Anasayfa Makale Millî İktisattan İslam İktisat Düşüncesine: Ekonomik Çağdaşlaşmada Özgünlük Arayışı

Millî İktisattan İslam İktisat Düşüncesine: Ekonomik Çağdaşlaşmada Özgünlük Arayışı

by

İbn Haldun’un ortaya koyduğu organizmacı devlet kuramına göre ‘devletler de tıpkı insanlar gibi doğar, büyür, yaşlanır ve ölürler’ tezi yaklaşık altı asır boyunca cihan devleti olarak ayakta kalan ve bu sürede çeşitli siyasi kazanımlar ve kayıplar yaşayan Osmanlı Devleti için de geçerlidir. 13. yüzyılda Anadolu’da siyasi bir güç olarak ortaya çıkmış, 15. yüzyılda İstanbul’un fethi ile siyasi ve coğrafi genişlemesi önlenemez hale gelmiş olan Osmanlı Devleti özellikle 17. yüzyılın sonlarından itibaren Avrupa’da yaşanan bilimsel devrimin sanayi ve teknoloji gibi iktisadi ve politik alanlarda Batı lehine üstünlük sağlamasıyla birlikte giderek güç kaybı yaşamaya başlamıştır. Bunun neticesinde Osmanlı Devleti kendi içerisinde ve uluslararası düzlemde askeri, siyasi, sosyal ve iktisadi alanda geri kalmışlık hissiyatına kapılırken Avrupa’da ise Sanayi Devrimi ile ortaya çıkan yüksek refah üretimi tüm Batı’ya yayılmıştır.

Osmanlı devlet adamları ve aydınları Avrupa’da gerçekleşen bu değişim karşısında farklı tepkiler vermişlerdir. Kimisi bu gelişmelerin getirdiği maddi refah boyutuna odaklanarak Osmanlı’nın ekonomik gerileyişi karşısında Batı’nın terakkisini Osmanlı için bir model olarak kabul etmeyi savunurken, kimisi de Batı’nın önerdiği maddi refahın beraberinde sosyal ve ahlaki yıkımlara sebep olacağını düşünerek Batıdaki gelişmelere karşı topyekûn bir karşı koyuşa başvurmuşlardır. Avrupa’nın gerisinde kaldıklarını kabul edip Batı’nın kalkınma reçetelerini uygulayarak tekrardan altın çağa dönme arzusu olan devlet adamları ve aydınları özellikle ahlaki sonuçları hesaba katarak ‘geri kalmışlık’ durumunu sorgulayan karşıt görüşe zamanla üstün gelmiş ve birçok alanda Batı’nın ilerleme modelinin takip edilmesini ve karşılaşılan sorunlara Batılı reflekslerden beslenen çözüm önerileri aramayı önermişlerdir.

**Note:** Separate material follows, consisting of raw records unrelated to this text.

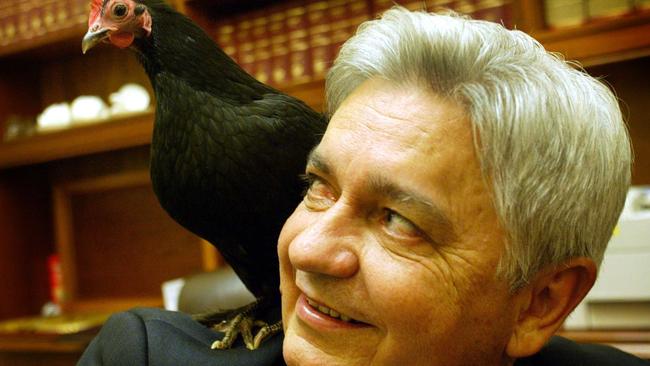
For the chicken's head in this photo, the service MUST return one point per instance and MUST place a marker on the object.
(117, 22)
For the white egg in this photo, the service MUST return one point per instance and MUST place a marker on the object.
(129, 99)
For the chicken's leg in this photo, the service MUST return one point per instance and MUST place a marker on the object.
(240, 321)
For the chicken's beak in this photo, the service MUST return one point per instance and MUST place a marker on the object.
(92, 38)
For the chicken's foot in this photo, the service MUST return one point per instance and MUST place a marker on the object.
(240, 321)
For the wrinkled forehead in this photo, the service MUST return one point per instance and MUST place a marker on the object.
(96, 7)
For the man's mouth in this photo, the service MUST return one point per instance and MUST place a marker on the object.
(331, 312)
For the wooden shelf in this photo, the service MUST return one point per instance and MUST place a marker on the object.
(111, 135)
(48, 43)
(601, 41)
(118, 133)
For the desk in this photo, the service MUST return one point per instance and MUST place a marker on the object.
(38, 350)
(634, 342)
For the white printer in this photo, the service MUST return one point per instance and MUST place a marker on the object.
(620, 299)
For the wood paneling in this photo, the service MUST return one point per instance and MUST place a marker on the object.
(629, 79)
(116, 242)
(25, 241)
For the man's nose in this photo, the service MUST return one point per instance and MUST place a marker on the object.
(329, 245)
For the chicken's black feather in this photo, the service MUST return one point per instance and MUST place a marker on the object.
(227, 150)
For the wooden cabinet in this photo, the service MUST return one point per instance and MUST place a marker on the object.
(85, 192)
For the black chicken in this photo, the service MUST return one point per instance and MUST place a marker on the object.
(226, 152)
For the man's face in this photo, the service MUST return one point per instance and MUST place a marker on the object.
(396, 232)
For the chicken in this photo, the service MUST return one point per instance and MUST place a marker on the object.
(227, 151)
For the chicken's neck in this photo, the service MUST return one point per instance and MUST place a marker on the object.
(179, 47)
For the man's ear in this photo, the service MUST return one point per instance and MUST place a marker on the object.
(546, 301)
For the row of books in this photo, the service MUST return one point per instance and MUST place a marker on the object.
(567, 13)
(297, 42)
(22, 20)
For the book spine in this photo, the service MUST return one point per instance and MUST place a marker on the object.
(608, 8)
(564, 13)
(299, 58)
(319, 38)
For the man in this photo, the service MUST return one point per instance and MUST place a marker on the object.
(457, 209)
(459, 203)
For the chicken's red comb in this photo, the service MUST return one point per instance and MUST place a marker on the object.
(95, 10)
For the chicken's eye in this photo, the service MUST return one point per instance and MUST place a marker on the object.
(120, 10)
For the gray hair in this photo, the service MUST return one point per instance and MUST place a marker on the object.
(551, 140)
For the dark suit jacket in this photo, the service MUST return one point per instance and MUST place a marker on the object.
(146, 336)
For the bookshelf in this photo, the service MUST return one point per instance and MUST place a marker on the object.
(49, 67)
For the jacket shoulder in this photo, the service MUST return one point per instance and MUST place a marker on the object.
(560, 351)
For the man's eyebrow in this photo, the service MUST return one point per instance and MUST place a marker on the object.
(318, 161)
(415, 201)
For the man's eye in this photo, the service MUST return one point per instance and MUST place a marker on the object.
(318, 194)
(399, 226)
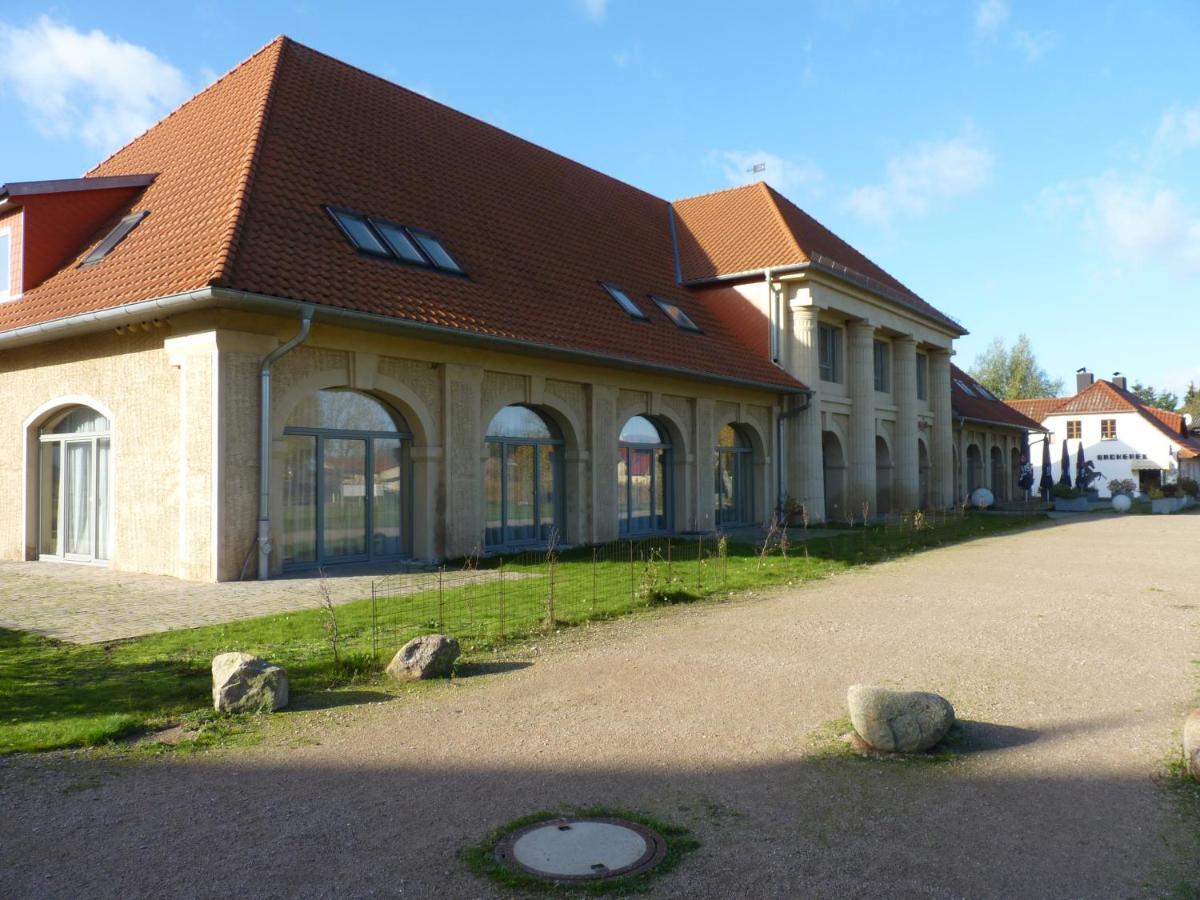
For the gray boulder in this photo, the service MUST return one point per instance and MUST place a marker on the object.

Çözüm arayışında olan Osmanlı aydınları ilkin mevcut durumun tespiti ve tahlilini yapmışlardır. Bunun için önce geri kalmışlık varsayımı kabul edilmiş ve bu geri kalmışlığın sebepleri etraflıca araştırılmıştır. Bu araştırma neticesinde bir ‘değişim’ sürecinin başlamasının zaruri olduğunu işaret etmişlerdir (Sayar, 2008).

Aydınların şart koştuğu değişim sürecinin çeşitli politikalara dönüşmesi ve bu değişimin resmî bir dil ile ilan edilmesi Tanzimat Fermanı ile gerçekleşmiştir. Bu ferman ile askeriyeden sosyal hayata, iktisattan hukuka kadar birçok konuda yeni hükümler ortaya konmuştur (Bulut, 2012, s. 81). Fakat her ne kadar Tanzimat Fermanı ilan edilmiş olsa da gerek Osmanlı münevverlerinin gerekse Osmanlı devlet adamlarının bu ferman ile amaçladıkları tam anlamıyla gerçekleşmiş değildir. Bundan dolayı Tanzimat Fermanı sonrası Osmanlı Devleti içerisinde bulunduğu sosyoekonomik durumdan daha iyi bir duruma gelmek şöyle dursun daha da sancılı süreçlere girmiştir.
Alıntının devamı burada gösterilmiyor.